Beating our deadly and expensive coal addiction will be lucrative. America’s cornucopia of renewable energy resources and the recent maturation of solar, geothermal and wind technologies will allow us to meet most of our future energy needs with clean, cheap, abundant renewables. Bright Source, a solar thermal provider, has just signed contracts to provide California with 2.6 gigawatts of power annually from desert mirror farms. Construction costs are about the same per gigawatt as a coal plant and half the cost of a nuke plant. Once built, the energy is free forever. In contrast, once you build a coal plant, your biggest costs–fuel extraction and transportation and the harm from emissions–are just the beginning.

In the short term, a revolution in natural gas production over the past two years, has left America awash in natural gas and has made it possible to eliminate most of our dependence on deadly, destructive coal practically overnight–and without the expense of building new power plants.

How?
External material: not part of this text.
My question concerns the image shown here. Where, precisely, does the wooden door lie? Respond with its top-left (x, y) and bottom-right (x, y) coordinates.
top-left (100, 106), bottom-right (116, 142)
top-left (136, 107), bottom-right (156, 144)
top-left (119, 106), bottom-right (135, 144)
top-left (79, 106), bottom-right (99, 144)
Well it’s pretty easy. Around 900 of America’s coal plants–78% of the total–are small (generating less than half a gigawatt), antiquated, and horrendously inefficient. Their average age is 45 years, with many limping past 75. These ancient plants burn 20% more coal per megawatt hour than modern large coal units and are 60-75% less fuel efficient than high-efficiency gas plants. These small units account for less than 42% of the actual capacity for coal fired power but almost one half the total emission of the entire energy sector! The costs of operation, maintenance, capital improvements and repair costs of these antiquated worm-eaten facilities, if properly assessed, would make them far more expensive to run than natural gas plants. However, energy sector pricing structures make it possible for many plant operators to pass those costs to the public and make choices based on fuel costs, which in the case of coal, appears deceptively cheap because of massive subsidies.

Mothballing or throttling back these plants would mean huge cost savings to the public and eliminate the need for more than 350 million tons of coal, including all 30 million tons harvested through mountain top removal. Their closure would reduce U.S. mercury emissions by 20-25%, dramatically cut deadly particulate matter and the pollutants that cause acid rain, and slash America’s CO2 from power plants by 20%–an amount greater than the entire reduction mandated in the first years of the pending Climate Change Legislation–at a fraction of the cost.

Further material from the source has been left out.